Offering commercial and programming services that cover pre-contract to live project work, as well as dispute work at the end of the project, DGA was founded by Gibson in the UK in 1993. The company has since expanded into other markets.
“I was on my own when I started the business,” recalls Gibson. “Now, I have a board in London, and in the last five years, we have expanded the business overseas, so we’re not just reliant on the UK market. We’re now in South Africa, Hong Kong, Canada, Singapore, and the UAE.”
In light of its expansion, the company made the decision to rebrand in 2016, to send the message to its network of existing and potential clients that DGA had moved from being a UK-centric business to an international consultancy. And, supporting the new, more global image, the company opened its UAE office in Dubai in January 2017. Although only a year old, DGA’s base for the UAE and the wider Middle East has grown from being a one-person team to having a consultant headcount of 18.
Dominic Sharman, the group’s regional manager for the Middle East, explains that the decision to open the UAE office was made in response to requests from clients interested in DGA’s services.
“We have global framework agreements with Tier 1 contractors, as well developers, and our services are available internationally, but we wanted to expand into the region,” he elaborates, adding that DGA received calls from companies based in the UAE and other Middle Eastern countries.
“The request was for us to come to the region, which was one of the reasons David took the next step and opened the Dubai office. Since then, we’ve enjoyed healthy growth and have even moved to bigger premises,” Sharman tells Construction Week.

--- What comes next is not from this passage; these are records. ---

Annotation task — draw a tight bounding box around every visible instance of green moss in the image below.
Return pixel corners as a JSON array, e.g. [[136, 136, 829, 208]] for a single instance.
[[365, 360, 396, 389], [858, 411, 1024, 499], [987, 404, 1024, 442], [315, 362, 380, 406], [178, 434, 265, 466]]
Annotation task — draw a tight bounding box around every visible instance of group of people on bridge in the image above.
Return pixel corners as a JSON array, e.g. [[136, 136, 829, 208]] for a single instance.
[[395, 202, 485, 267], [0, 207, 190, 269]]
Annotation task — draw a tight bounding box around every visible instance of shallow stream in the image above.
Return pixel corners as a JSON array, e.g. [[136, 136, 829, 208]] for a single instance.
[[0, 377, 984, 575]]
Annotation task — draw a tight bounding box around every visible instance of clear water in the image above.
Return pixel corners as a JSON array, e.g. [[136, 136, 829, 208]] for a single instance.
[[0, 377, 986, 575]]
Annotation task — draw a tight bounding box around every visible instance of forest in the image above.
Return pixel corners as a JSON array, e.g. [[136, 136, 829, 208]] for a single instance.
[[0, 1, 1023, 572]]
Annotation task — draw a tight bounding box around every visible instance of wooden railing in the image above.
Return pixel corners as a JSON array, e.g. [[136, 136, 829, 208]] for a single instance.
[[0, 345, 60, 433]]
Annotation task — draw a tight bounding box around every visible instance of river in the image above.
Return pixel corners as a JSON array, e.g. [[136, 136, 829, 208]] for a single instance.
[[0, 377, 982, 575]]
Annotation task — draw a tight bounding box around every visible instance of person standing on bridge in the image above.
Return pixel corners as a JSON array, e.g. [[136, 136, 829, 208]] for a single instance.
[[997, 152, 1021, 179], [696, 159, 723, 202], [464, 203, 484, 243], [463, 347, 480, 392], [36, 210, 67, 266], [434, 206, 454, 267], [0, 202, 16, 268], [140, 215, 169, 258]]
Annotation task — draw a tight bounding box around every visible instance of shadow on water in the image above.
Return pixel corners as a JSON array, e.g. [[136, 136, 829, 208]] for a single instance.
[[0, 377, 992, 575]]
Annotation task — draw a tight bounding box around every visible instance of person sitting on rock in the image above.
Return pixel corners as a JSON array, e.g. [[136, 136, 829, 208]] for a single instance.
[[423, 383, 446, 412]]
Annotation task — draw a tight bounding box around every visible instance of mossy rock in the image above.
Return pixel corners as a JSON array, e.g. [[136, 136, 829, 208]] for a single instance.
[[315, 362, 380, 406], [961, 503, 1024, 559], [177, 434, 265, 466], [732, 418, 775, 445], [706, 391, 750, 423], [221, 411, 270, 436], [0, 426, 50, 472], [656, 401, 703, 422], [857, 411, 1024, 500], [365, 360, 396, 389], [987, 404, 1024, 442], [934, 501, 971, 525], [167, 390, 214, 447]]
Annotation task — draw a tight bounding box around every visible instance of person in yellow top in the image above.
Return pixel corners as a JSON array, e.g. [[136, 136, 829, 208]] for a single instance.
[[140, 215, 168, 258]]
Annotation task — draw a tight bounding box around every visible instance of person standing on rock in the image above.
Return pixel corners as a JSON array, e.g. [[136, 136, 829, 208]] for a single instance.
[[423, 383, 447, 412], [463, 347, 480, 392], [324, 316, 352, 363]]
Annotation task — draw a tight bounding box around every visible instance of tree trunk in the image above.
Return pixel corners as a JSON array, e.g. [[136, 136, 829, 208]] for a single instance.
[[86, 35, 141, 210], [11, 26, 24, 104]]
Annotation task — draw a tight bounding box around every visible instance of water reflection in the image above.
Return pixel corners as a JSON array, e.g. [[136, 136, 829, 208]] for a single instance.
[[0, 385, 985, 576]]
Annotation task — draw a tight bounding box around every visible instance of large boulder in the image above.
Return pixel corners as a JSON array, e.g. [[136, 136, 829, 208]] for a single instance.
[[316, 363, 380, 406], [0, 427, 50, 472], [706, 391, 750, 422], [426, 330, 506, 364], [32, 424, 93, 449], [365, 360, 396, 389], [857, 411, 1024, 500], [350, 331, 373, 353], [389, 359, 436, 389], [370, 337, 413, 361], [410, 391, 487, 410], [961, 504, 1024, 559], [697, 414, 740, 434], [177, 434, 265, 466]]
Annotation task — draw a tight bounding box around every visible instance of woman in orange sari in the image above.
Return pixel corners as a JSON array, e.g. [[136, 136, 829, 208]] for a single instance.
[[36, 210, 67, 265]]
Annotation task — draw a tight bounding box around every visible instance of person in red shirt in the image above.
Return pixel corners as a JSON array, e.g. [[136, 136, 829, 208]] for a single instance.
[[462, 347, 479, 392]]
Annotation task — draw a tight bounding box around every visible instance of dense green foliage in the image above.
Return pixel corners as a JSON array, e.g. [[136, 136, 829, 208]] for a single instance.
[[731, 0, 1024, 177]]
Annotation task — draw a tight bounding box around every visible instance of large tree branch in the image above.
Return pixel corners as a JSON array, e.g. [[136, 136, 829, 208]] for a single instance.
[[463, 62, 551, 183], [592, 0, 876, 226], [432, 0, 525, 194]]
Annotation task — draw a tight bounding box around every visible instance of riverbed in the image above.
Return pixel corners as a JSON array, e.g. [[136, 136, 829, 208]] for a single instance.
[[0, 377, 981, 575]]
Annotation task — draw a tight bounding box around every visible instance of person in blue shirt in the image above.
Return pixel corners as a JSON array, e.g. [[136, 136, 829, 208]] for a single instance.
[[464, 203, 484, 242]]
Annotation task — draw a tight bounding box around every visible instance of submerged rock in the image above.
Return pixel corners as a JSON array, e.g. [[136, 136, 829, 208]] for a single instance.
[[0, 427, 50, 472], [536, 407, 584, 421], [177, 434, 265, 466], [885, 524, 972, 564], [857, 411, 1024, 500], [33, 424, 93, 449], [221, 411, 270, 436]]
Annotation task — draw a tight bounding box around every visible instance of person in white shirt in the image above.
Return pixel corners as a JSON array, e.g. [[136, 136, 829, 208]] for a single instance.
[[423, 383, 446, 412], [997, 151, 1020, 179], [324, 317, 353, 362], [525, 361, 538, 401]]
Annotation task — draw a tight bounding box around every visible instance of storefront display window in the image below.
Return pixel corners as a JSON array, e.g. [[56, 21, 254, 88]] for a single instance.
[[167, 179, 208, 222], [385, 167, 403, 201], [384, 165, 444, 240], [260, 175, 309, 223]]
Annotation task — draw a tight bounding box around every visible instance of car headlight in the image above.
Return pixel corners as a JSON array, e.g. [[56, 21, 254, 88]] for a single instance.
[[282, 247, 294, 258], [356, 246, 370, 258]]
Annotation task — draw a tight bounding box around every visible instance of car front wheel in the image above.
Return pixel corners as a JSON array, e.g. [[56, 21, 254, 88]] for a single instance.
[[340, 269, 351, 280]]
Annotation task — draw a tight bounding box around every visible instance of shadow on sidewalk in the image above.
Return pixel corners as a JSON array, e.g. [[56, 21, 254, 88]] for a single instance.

According to Gibson, DGA is looking into the possibility of establishing a presence in other parts of the UAE, such as Abu Dhabi, and other GCC countries like Saudi Arabia, in the next 12 months: “We’re considering opening secondary offices to support our client base in the region, and since there’s great growth potential in the UAE, we may set one up in Abu Dhabi.
“We’re looking at the construction market at the moment and how it’s [going to perform] in the next couple of years. With Expo 2020 Dubai, there’s a big pipeline of projects.”
Despite his optimism about the Middle East market, Gibson reveals that DGA – which counts quantum and delay experts, and quantity surveyors and engineers with an interest in programming, among its staff members – has been facing challenges when it comes to recruiting skilled employees.
He explains that, to address these issues, DGA has been bringing in employees from its international staff pool to help support the Dubai team, as and when needed.
“Recruitment is a core activity for us because we only grow our team [based] on our ability to maintain quality,” says Gibson. “We want to make sure that we get the right people into our business. We want to find people with the right experience and skillset, who can deliver the services to the standards we demand as an organisation.”
Sharman, backing Gibson’s statement, adds: “Recruitment is definitely the biggest challenge at the moment, because of the issues that are arising from the construction industry and the skills that are required. Even our clients are struggling with their human resources.”
Continuing on the topic of challenges being faced by clients, Gibson says that many construction companies, especially small firms, enter into contracts despite not fully understanding the terms involved.
“The farther down the supply chain you go, the less awareness there is in those smaller local companies,” he explains. “The international companies that typically have in-house legal [counsel] are the most aware and are the ones that carry out due diligence on contract documents. But when you get to the lower-level sub-contractors that don’t have in-house legal [counsel], that’s where awareness is lacking.”
Gibson says that to help those organisations, DGA, which also provides assistance to the supply chain in processing monthly payments, hosts seminars that tackle topics such as legal practices in the city or country of operation.
“These give us the opportunity to educate those companies on the risky terms they need to be aware of when they enter into these contracts,” concludes Gibson.